Travel writing, according to a friend who is a prolific writer, is the most difficult thing to do. For, one needs to be part of the narration without becoming the central element in it, and to present facts without sounding boastful. Hugh and Collen Gantzer’s book The Colourful East, which is the fourth in their Intriguing India series, taught me something else: In a good travelogue, topography plays second fiddle to demography. After all, the essence of a place lies in its people and its cultural roots, not the geographical boundaries.

Hugh and Colleen Gantzer, the travel writer-cum-photographer team, started India’s first travel column in a national daily and later hosted India’s first national television travel show. They have recently been given the National Tourism Award for their earlier two books in the same series — Intriguing India: The Alluring North and Intriguing India: The Vibrant West.

The duo’s eastward journey starts from Puri with Lord Jagannath’s Rath Yatra where the Nandighosla — the 45-feet and 6-inch tall and 34-feet and 6-inch wide rath —is not just a spiritual symbol but also a source of cultural assimilation.

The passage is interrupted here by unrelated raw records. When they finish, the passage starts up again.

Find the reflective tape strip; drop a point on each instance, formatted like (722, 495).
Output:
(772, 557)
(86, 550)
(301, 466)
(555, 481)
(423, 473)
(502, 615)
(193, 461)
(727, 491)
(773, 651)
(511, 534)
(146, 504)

When the authors seek out non-descript places like Raghurajpur, a heritage crafts village in Puri, and present them as places designed by a rural Le Corbusier, one realises that travel is not about visiting exotic locations but finding the unusual in the most commonplace. As one hitches on to their bandwagon along the coast of Odisha, learning about the Gotipua culture or getting pleasantly shocked by the erotic art of Konark or feeling reassured that the over-hyped war between man and nature will not destroy the planet, which they inferred from their visit to Chilka, and finally arrive at the celestial power base Kamakhya, via places like Bastar and Bodh Gaya, one gets wiser about the metal casting process which the tribesmen follow in Bastar, the tingling taste of red ants and the ethical silk Kosa and more.

The final leg of their journey is along the mighty Brahmaputra on a ship called RV Chairaidew, exploring remains of the Ahom dynasty, the world’s largest riverine island Majuli and culminating at Kaziranga, the wildlife sanctuary. The East is intriguing without a doubt, but the places, people or the myriad cultural traits would have been a distant reality without a link. Luckily, the authors have been showing their curiosity and asking questions like "Was it not against nature for boys to dress and gyrate like girls like they do in Gotipua culture?" and coming up with unpretentious answers like any ordinary people would, to justify an out-of-the-ordinary situation. With this quality they make that distant place a reality, which one feels like visiting someday!